Na ocasião, o NLD venceu as eleições com 82% dos votos, ainda mais do que havia obtido no pleito de 2015. Em fevereiro, então, a junta militar, que já havia impedido o partido de assumir o poder antes, derrubou e prendeu a presidente eleita Aung San Suu Kyi.

O golpe deu início a protestos no país, respondidos com violência pelas forças de segurança nacionais. Cerca de 15 mil pessoas já foram presas, invariavelmente sem indiciamento ou julgamento prévio, e muitas famílias continuam à procura de parentes desaparecidos. Jornalistas e ativistas são atacados deliberadamente, e serviços de internet têm sido interrompidos.

No início de dezembro, tropas da junta militar foram acusadas de assassinar 11 pessoas em uma aldeia no noroeste do país. De acordo com uma testemunha, as vítimas, algumas delas adolescentes, teriam sido amarradas e queimadas na rua. Fotos e um vídeo chocantes que viralizaram nas redes sociais à época mostravam corpos carbonizados deitados em círculo no vilarejo de Done Taw, região de Sagaing.

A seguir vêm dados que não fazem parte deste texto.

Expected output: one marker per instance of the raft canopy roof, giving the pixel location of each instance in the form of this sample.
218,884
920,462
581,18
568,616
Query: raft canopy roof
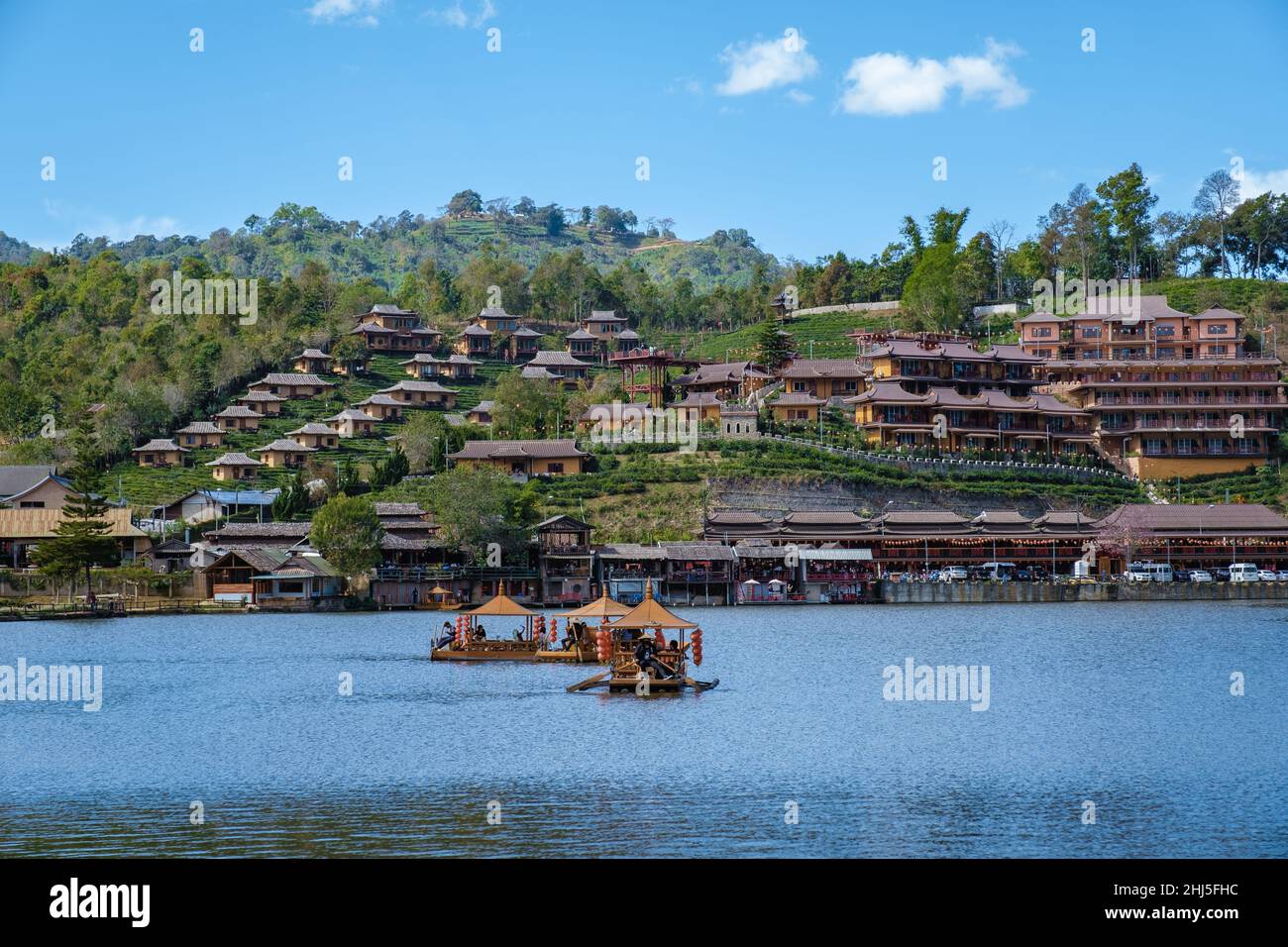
649,613
603,607
503,605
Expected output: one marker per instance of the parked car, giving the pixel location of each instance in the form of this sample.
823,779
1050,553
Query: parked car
1244,573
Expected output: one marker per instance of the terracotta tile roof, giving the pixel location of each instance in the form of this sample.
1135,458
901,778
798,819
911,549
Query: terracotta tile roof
286,445
233,459
558,360
241,411
283,377
160,445
483,450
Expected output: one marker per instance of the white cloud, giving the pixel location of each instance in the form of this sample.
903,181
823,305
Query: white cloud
893,84
768,63
1256,183
359,12
95,224
456,14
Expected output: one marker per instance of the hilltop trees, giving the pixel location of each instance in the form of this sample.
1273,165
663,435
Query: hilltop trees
465,202
1218,196
1127,204
945,279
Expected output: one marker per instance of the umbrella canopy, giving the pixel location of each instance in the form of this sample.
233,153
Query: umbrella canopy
649,613
601,607
502,604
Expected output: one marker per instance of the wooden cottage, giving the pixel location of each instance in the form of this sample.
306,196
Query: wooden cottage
262,402
423,365
239,418
352,423
523,458
459,367
160,453
313,361
284,453
201,434
561,364
317,436
382,407
233,467
287,385
421,394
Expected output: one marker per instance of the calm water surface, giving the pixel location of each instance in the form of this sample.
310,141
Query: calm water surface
1126,705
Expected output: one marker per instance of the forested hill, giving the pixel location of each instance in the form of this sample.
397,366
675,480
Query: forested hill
386,249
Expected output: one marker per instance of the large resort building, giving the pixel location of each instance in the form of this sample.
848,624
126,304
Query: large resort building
1171,394
949,395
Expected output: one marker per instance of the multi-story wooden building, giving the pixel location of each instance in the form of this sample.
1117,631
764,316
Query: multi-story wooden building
730,380
823,377
1171,394
949,395
497,334
566,561
390,329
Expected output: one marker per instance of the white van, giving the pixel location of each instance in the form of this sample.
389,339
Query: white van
999,571
1243,573
1150,573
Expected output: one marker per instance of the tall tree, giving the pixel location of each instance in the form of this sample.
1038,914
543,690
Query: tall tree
1218,196
348,534
82,539
1128,202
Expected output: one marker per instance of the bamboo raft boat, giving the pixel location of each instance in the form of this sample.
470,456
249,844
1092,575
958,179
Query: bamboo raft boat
579,642
639,656
471,642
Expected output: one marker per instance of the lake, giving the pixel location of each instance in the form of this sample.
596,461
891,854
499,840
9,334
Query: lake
1124,706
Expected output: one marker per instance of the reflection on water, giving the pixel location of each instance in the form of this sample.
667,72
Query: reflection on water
1125,705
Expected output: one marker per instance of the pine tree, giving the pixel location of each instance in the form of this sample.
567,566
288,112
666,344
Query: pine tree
82,539
772,346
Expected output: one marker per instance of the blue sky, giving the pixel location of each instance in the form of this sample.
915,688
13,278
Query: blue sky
814,141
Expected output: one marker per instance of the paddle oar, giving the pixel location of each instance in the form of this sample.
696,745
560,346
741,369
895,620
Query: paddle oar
589,682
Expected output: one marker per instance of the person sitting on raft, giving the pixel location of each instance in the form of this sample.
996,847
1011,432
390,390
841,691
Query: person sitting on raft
645,656
574,637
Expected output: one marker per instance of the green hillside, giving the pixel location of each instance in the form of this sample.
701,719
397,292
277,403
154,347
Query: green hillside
386,249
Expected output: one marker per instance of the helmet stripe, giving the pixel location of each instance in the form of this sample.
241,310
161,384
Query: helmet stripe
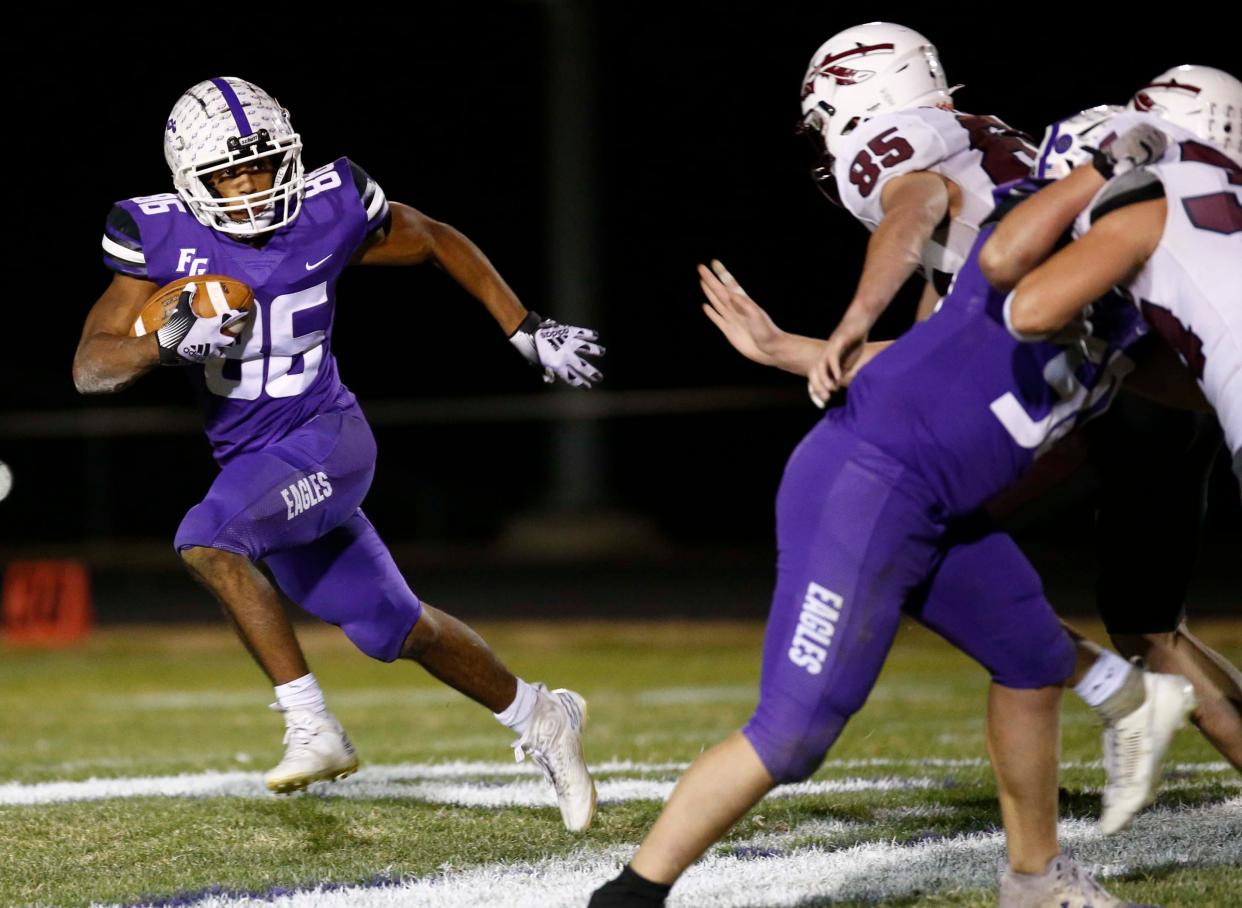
234,106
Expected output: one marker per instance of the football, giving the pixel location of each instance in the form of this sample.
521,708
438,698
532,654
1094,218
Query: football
215,296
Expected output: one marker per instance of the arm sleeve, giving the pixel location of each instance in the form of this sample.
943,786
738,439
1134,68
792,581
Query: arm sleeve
123,244
379,217
878,150
1128,189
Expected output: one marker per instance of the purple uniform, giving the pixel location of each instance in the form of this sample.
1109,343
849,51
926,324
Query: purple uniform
296,452
872,514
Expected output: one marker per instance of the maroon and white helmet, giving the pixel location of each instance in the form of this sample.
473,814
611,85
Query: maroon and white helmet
1200,98
866,71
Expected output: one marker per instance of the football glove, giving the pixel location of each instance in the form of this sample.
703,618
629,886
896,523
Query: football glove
1135,148
186,337
559,350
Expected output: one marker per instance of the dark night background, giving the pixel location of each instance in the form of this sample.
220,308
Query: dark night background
684,116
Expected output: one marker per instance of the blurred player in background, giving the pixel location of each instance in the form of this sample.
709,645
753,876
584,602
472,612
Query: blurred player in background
294,450
1187,292
874,519
920,175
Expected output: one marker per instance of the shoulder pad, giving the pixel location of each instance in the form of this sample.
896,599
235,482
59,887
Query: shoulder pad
123,244
374,201
1134,186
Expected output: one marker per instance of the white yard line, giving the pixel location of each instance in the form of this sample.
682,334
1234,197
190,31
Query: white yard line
732,876
450,783
406,783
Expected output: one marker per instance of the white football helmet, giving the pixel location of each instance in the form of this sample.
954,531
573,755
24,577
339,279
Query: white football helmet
1205,101
866,71
1066,142
224,122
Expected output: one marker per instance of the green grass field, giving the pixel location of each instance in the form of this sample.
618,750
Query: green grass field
889,821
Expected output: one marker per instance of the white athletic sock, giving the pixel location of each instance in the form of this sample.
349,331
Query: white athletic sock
1103,678
517,714
301,693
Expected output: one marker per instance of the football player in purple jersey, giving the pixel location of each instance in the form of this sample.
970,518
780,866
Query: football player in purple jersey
1190,107
874,519
294,451
919,174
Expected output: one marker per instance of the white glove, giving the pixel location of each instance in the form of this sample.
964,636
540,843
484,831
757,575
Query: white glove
559,350
190,338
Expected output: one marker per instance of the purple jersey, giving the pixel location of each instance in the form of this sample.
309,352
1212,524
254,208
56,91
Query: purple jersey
969,408
281,373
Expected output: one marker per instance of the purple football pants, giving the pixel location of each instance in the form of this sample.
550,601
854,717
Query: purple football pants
294,506
858,542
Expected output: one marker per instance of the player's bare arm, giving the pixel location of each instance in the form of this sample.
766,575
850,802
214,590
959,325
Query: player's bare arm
107,359
558,350
914,205
414,239
750,331
1026,235
1107,255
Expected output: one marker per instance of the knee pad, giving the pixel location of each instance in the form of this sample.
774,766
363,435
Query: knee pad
206,526
1033,662
379,627
790,753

A ação dos soldados seria uma retaliação a um ataque de grupos rebeldes armados contra um comboio militar. Uma liderança local da oposição afirmou que os civis foram queimados vivos, evidenciando a brutalidade da repressão à população que tenta resistir ao golpe de Estado orquestrado em fevereiro deste ano.

Em meio à violenta repressão por parte do exército, alguns manifestantes fugiram para o exterior ou se juntaram aos grupos de resistência em partes remotas do país. Conhecidas como Forças de Defesa do Povo, essas facções estão amplamente alinhados com o governo civil deposto.